Martin ten Kortenaar in Christian Spucks Winterreise - beim Staatsballett Berlin | Foto (C) Carlos Quezada

Bewertung:    



Die 24 Winterreise-Gedichte von Wilhelm Müller (1794-1827) - ein dichterischer Gipfelpunkt deutscher Romantik - nahm sich Franz Schubert (1797-1828) zur Vorlage, um anhand ihrer Texte seinen gleichnamigen Liederzyklus - einem musikalischen Gipfelpunkt deutscher Romantik - zu komponieren; das geschah ein Jahr vor seinem Tod.

Sie waren, sind und bleiben immer wieder Inspiration und Anlass für spartenübergreifende Projekte - das vielleicht bedeutendste dürfte bis heute Elfriede Jelineks (an den Münchner Kammerspielen 2011 uraufgeführter) Versuch gewesen sein, ihre eigentlichen Inhalte mit einer für ihr auktoriales Selbstverständnis zwar irgendwie verwandten aber dennoch gänzlich anderen Geschichte ebenbürdig zu ergänzen.

Und es lag und liegt gewiss nicht nur allein an der Magie des zu zig Assoziationen verführenden Titels, weswegen sich noch weitaus mehr Autorinnen und Autoren oder einfach nur Macherinnen oder Macher mit den Todessüchten Müllers-Schuberts künstlerisch auseinandersetz(t)en...


"In 24 Momentaufnahmen fächert Schubert kaleidoskopartig die Stimmungslage eines verlorenen, verletzten und vereinsamten Charakters auf. Nur wenige Kunstwerke haben das Existentielle, das Zerrissene des Menschseins so erschütternd zum Ausdruck gebracht.

Der deutsche Komponist Hans Zender
[1936-2019] bearbeitete den Zyklus unter dem Titel Schuberts 'Winterreise'. Eine komponierte Interpretation. Zenders Fassung für Tenor und kleines Orchester, die 1993 in Frankfurt uraufgeführt wurde, ist weit mehr als eine einfache Orchestrierung. Ebenso einfühlsam wie radikal legt sie das Verstörungspotential des Zyklus frei und nähert sich den Gedichten Wilhelm Müllers noch einmal auf eigene Weise. Zender stößt in die dunkelsten Regionen des Menschseins vor.

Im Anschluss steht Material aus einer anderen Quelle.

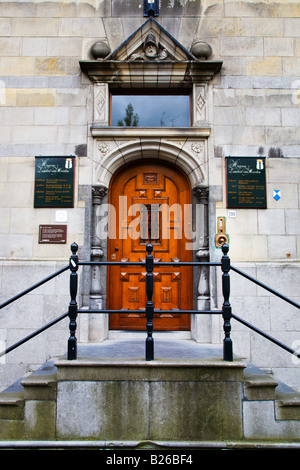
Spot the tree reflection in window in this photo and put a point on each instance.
(150, 110)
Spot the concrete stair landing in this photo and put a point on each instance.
(187, 397)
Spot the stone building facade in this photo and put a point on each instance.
(239, 61)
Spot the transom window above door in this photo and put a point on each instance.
(150, 110)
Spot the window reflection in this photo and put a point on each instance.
(150, 110)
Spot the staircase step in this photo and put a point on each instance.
(259, 385)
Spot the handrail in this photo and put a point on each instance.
(273, 291)
(149, 264)
(34, 286)
(32, 335)
(262, 333)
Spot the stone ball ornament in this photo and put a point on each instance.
(201, 50)
(100, 50)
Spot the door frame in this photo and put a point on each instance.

Mit seiner Interpretation fördert er Emotionen zu Tage, die bei Schubert unter der Oberfläche pulsieren und deckt die unheimlichen Schichten in der Tiefe der Musik auf."

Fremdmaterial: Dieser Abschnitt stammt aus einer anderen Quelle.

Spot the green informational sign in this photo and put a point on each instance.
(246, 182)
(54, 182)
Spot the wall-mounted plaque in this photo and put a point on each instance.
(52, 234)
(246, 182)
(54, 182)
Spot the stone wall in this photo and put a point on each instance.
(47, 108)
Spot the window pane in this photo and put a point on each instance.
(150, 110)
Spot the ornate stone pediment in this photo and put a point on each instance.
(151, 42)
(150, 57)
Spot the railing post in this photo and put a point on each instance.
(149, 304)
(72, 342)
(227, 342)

(Quelle: staatsballett-berlin.de)


*

Christian Spuck steuerte aktuell sein vor zirka sieben Jahren mit dem Ballett Zürich (wo er früher Intendant gewesen war) uraufgeführtes choreografisches Angebot zur Winterreise bei - gestern Abend fand unter größtmöglichem Jubel und allgemein bejahender Begeisterung die Wiederaufnahme beim STAATSBALLETT BERLIN statt.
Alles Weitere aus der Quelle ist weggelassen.